The teal task - build BVH and sum min-max. Transposing is used in final stage of every loop (they also optimized by multi-thread, but tasks can be really much).
Code now looks like:
void transpose(register Vec4f (&fin)[8], register Vec8f (&mat)[4]) {
for (int i = 0;i < 8;i++) {
fin[i] = lookup<28>(Vec4i(0, 8, 16, 24) + i, (float *)mat);
}
}
Needs variants of optimization. How to optimize this function for SIMD?
I recently wrote own variants of transpose (4x8 and 8x4) with vectorclass. Version 1.0.

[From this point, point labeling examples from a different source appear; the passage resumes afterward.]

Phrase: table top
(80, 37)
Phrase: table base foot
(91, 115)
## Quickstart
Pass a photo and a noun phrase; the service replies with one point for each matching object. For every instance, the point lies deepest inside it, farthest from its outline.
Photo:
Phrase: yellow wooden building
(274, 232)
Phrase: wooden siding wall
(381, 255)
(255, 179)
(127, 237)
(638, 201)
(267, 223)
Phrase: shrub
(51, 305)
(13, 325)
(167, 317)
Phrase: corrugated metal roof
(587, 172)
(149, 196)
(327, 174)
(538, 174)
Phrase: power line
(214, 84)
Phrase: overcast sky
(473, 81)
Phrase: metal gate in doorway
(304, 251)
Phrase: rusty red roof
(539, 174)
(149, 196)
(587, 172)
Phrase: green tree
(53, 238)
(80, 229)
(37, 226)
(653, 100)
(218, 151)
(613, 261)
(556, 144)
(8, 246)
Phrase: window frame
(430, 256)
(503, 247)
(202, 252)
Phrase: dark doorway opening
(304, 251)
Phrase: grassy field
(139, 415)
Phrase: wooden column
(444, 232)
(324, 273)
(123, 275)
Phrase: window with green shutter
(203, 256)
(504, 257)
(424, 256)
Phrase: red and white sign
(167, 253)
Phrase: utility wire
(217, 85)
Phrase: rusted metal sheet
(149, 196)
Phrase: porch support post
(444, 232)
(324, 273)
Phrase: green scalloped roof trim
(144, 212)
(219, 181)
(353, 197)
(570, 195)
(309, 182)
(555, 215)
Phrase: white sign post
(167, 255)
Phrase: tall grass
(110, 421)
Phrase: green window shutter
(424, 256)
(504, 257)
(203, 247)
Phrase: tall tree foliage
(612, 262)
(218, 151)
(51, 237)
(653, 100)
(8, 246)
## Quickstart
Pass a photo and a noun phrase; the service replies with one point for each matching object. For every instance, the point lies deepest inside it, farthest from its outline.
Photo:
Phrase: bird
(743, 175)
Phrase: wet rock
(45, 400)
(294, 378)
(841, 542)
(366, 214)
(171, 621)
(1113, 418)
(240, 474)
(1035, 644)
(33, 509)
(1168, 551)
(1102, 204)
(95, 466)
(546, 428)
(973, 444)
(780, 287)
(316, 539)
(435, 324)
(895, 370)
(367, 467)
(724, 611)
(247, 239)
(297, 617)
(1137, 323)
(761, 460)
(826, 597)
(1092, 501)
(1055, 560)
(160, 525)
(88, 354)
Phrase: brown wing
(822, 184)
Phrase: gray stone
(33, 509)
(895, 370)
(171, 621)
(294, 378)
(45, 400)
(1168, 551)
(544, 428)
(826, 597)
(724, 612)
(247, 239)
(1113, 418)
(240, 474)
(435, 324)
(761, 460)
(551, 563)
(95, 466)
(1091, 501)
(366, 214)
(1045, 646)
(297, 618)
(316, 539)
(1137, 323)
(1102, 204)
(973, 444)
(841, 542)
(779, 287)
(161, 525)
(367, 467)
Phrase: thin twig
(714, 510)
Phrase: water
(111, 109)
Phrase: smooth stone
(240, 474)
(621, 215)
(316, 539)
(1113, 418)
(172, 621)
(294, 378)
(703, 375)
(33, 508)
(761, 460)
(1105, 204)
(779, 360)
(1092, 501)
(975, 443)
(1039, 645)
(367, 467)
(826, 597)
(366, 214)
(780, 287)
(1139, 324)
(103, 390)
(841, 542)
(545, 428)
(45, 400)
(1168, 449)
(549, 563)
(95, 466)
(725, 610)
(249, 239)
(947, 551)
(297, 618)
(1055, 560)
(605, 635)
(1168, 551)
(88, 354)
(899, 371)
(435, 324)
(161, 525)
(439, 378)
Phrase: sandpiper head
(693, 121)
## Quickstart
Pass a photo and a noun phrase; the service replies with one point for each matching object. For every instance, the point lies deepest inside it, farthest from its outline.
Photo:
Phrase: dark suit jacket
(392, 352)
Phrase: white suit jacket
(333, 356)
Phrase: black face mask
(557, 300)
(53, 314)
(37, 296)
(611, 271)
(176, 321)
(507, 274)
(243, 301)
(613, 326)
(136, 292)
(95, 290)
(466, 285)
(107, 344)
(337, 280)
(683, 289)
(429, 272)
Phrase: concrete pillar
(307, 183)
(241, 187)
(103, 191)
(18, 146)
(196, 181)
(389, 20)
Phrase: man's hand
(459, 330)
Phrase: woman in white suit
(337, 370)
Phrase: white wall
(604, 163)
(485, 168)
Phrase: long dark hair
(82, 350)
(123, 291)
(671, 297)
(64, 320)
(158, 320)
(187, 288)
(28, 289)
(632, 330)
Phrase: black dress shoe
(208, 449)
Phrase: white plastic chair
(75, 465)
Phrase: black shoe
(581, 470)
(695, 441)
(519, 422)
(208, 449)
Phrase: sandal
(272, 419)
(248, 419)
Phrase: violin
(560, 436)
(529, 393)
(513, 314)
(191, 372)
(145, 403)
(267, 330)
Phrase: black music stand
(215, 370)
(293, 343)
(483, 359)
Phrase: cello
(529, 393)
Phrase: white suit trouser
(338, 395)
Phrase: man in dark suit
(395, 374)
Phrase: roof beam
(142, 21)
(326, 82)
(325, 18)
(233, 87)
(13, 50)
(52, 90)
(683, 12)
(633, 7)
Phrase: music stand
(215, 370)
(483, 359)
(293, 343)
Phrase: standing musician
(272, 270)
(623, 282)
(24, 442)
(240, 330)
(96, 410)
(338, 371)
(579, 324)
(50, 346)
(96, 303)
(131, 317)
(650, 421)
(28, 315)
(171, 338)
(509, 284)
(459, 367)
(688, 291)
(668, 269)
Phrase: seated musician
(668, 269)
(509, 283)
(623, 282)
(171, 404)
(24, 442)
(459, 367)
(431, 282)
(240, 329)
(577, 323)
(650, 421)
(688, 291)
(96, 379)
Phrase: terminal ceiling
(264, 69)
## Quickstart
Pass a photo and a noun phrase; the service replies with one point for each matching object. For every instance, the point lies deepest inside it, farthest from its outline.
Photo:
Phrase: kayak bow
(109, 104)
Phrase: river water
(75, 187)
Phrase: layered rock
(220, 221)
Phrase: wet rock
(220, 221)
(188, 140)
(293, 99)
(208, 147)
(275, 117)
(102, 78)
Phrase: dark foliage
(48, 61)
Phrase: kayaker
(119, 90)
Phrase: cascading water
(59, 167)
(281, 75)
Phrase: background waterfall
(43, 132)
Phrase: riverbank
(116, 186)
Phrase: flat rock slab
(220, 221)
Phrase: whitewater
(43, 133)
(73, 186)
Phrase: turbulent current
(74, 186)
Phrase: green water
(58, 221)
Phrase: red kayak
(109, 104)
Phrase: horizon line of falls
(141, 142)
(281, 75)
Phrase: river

void transpose(register Vec4f(&fin)[8], register Vec8f(&mat)[4]) {
register Vec8f a00 = blend8f<0, 8, 1, 9, 2, 10, 3, 11>(mat[0], mat[1]);
register Vec8f a10 = blend8f<0, 8, 1, 9, 2, 10, 3, 11>(mat[2], mat[3]);
register Vec8f a01 = blend8f<4, 12, 5, 13, 6, 14, 7, 15>(mat[0], mat[1]);
register Vec8f a11 = blend8f<4, 12, 5, 13, 6, 14, 7, 15>(mat[2], mat[3]);
register Vec8f v0_1 = blend8f<0, 1, 8, 9, 2, 3, 10, 11>(a00, a10);
register Vec8f v2_3 = blend8f<4, 5, 12, 13, 6, 7, 14, 15>(a00, a10);
register Vec8f v4_5 = blend8f<0, 1, 8, 9, 2, 3, 10, 11>(a01, a11);
register Vec8f v6_7 = blend8f<4, 5, 12, 13, 6, 7, 14, 15>(a01, a11);
fin[0] = v0_1.get_low();
fin[1] = v0_1.get_high();
fin[2] = v2_3.get_low();
fin[3] = v2_3.get_high();
fin[4] = v4_5.get_low();
fin[5] = v4_5.get_high();
fin[6] = v6_7.get_low();
fin[7] = v6_7.get_high();
}
void transpose(register Vec8f(&fin)[4], register Vec4f(&mat)[8]) {
register Vec8f a0_1 = Vec8f(mat[0], mat[1]);
register Vec8f a2_3 = Vec8f(mat[2], mat[3]);
register Vec8f a4_5 = Vec8f(mat[4], mat[5]);
register Vec8f a6_7 = Vec8f(mat[6], mat[7]);
register Vec8f a00 = blend8f<0, 4, 8 , 12, 1, 5, 9 , 13>(a0_1, a2_3);
register Vec8f a10 = blend8f<0, 4, 8 , 12, 1, 5, 9 , 13>(a4_5, a6_7);
register Vec8f a01 = blend8f<2, 6, 10, 14, 3, 7, 11, 15>(a0_1, a2_3);
register Vec8f a11 = blend8f<2, 6, 10, 14, 3, 7, 11, 15>(a4_5, a6_7);
fin[0] = blend8f<0, 1, 2, 3, 8, 9, 10, 11>(a00, a10);
fin[1] = blend8f<4, 5, 6, 7, 12, 13, 14, 15>(a00, a10);
fin[2] = blend8f<0, 1, 2, 3, 8, 9, 10, 11>(a01, a11);
fin[3] = blend8f<4, 5, 6, 7, 12, 13, 14, 15>(a01, a11);
}
Need version 2.0.
Upvotes: 4
Views: 1370
Reputation: 33679
The Vector Class Library (VCL) uses template meta-programming to determine the best intrinsics for permuting and blending. However, when it comes to permuting and blending you often still need to know the limitations of the hardware to get the best results.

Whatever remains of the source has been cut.